Justice Department launches investigation into Portland police

The Department of Justice (DOJ) is investigating the Portland Police Department in Oregon, days after a conservative influencer was arrested amid a federal crime crackdown in the city.
Harmeet Dhillon, the DOJ’s assistant attorney general for civil rights, “signed, sealed [and] delivered!” a letter to Portland police about the investigation on Friday, according to a post from her X account.
In a separate post, Dhillon said she spoke with Nick Sortor, the influencer who was arrested outside an Immigrations and Customs Enforcement (ICE) facility on Thursday. She also said she talked to Attorney General Pam Bondi “about what is happened in Portland and the urgent need for a federal civil rights investigation over there.”
“Portland is already under a failed consent decree for its failed police practices,” Dhillon said. “It has been for over a decade now.”
Sortor was among three people arrested outside an ICE facility on Thursday. He was released on his own recognizance, according to the Multnomah County Sheriff’s Office. Following the news from DOJ, he shared a copy of Dhillon’s letter on X.
“Harmeet is wasting NO TIME holding Portland accountable!” Sortor posted Friday night.
The government has requested body camera footage and “details about why multiple journalists have been attacked there in Portland and the police seemed to do nothing about it,” wrote in the Friday letter.
She asked “folks to stay tuned and have faith,” and that President Trump has deployed the U.S. National Guard to Portland “to feel safe from the scourge of antifa.”
Portland Police chief Bob Day welcomed the DOJ’s scrutiny at a Friday presser, stating the department has worked with the federal government since a 2012 police reform agreement.
White House Press Secretary Karoline Leavitt said Friday that the administration would open a federal investigation into Sortor’s arrest.
Last weekend, President Trump said he would call on the National Guard to go into Portland amid immigration protests.

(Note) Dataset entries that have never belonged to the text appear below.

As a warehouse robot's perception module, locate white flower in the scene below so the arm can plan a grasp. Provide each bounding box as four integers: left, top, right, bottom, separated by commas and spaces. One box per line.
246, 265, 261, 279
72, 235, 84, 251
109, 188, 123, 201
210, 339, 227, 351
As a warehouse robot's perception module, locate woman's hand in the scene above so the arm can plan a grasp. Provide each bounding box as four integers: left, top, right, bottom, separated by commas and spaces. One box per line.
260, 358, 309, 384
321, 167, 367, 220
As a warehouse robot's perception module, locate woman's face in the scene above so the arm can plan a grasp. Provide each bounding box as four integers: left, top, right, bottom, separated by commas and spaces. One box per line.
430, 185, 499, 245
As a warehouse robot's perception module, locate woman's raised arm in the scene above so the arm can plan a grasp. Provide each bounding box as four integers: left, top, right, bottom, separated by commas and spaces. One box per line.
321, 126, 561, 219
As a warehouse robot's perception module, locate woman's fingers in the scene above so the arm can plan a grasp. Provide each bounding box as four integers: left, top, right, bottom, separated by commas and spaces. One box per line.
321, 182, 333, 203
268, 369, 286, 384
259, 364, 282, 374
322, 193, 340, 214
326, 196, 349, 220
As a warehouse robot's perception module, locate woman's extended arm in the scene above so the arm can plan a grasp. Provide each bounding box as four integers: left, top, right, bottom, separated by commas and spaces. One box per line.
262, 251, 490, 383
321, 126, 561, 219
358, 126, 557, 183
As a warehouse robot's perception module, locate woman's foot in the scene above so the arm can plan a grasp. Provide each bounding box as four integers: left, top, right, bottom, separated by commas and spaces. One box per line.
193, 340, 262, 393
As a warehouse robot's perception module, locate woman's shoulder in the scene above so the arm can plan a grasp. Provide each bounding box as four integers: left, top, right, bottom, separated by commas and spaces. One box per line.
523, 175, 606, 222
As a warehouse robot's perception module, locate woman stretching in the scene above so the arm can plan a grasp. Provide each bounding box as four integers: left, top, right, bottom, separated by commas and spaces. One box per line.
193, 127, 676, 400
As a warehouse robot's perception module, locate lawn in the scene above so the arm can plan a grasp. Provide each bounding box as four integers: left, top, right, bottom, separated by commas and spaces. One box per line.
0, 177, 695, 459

Oregon Attorney General Dan Rayfield (D) said that Secretary of Defense Pete Hegseth sent a memo to Gov. Tina Kotek (D) “authorizing 200 members of the Oregon National Guard to perform federal functions for 60 days,” according to a post on X.
Trump also directed his team at the White House to review any federal aid meant to go to Portland that can be cut.
“We will not fund states that allow anarchy,” White House Press Secretary Karoline Leavitt said during a press briefing on Friday.